At first, he had been only fascinated. He had never seen aircraft so close, for it was against the rules for Pilots to fly over the community. Occasionally, when supplies were delivered by cargo planes to the landing field across the river, the children rode their bicycles to the river bank and watched, intrigued, the unloading and then the takeoff directed to the west, always away from the community.
But the aircraft a year ago had been different. It was not a squat, fat-bellied cargo plane but a needle-nosed single-pilot jet. Jonas, looking around anxiously, had seen others — adults as well as children — stop what they were doing and wait, confused, for an explanation of the frightening event.
Then all of the citizens had been ordered to go into the nearest building and stay there. IMMEDIATELY, the rasping voice through the speakers had said. LEAVE YOUR BICYCLES WHERE THEY ARE.
Instantly, obediently, Jonas had dropped his bike on its side on the path behind his family’s dwelling. He had run indoors and stayed there, alone. His parents were both at work, and his little sister,Lily, was at the Childcare Center where she spent her after-school hours.
Looking through the front window, he had seen no people: none of the busy afternoon crew of Street Cleaners, Landscape Workers, and Food Delivery people who usually populate the community at that time of day. He saw only the abandoned bikes here and there on their sides; an upturned wheel on one was still revolving slowly.
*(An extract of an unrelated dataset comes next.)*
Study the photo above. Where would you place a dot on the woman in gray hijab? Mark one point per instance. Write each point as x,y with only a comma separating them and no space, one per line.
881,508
He had been frightened then. The sense of his own community silent, waiting, had made his stomach churn. He had trembled.
But it had been nothing. Within minutes the speakers had crackled again, and the voice, reassuring now and less urgent, had explained that a Pilot-in-Training had misread his navigational instructions and made a wrong turn. Desperately the Pilot had been trying to make his way back before his error was noticed.